8. The intelligent monitoring system for infusion process based on precise infusion monitoring data as described in claim 7, characterized in that: The differential features include at least one or a combination of the following: variation amplitude differential, variation trend differential, response delay differential, recovery rate differential, and cross-channel consistency differential. The differential features are mapped as response fingerprints characterizing the response mode of the infusion process under perturbation, for use in the generation and recording of the confidence update and anomaly determination results.
9. The intelligent monitoring system for infusion process based on precise infusion monitoring data as described in claim 1, characterized in that: The early warning and decision-making module is used to determine the risk classification information based on one or more of historical time series information, medication plan information, and abnormal event context information, and output the treatment strategy information. The risk grading information is used to indicate the risk level or priority of the abnormal event. The handling strategy information includes at least one or more of the following: early warning push information, speed adjustment information, pause information, and manual confirmation mark information. The handling strategy information can be used to drive the infusion regulation actuator and / or provide interactive operation for remote terminals.

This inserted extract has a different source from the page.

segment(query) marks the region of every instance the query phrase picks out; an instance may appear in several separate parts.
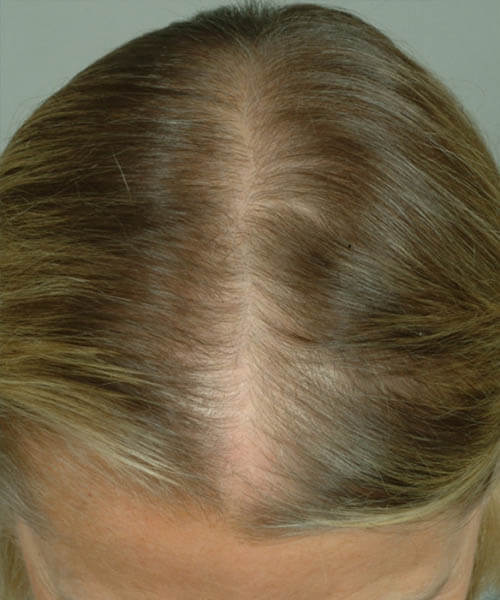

10. The intelligent monitoring system for infusion process based on precise infusion monitoring data as described in claim 1, characterized in that, The early warning and decision-making module is used to generate event packages for abnormal events that meet preset conditions and store or report them. The event package includes at least one or more of the following: raw or digested time-series data, parameter digests of the control sequence, response fingerprints, confidence information, and handling strategy information; Furthermore, the system is also used to obtain reference information of image or video data associated with the abnormal event when the abnormal event meets preset conditions, and to associate the reference information with the event package for use in quality control analysis and model update processes.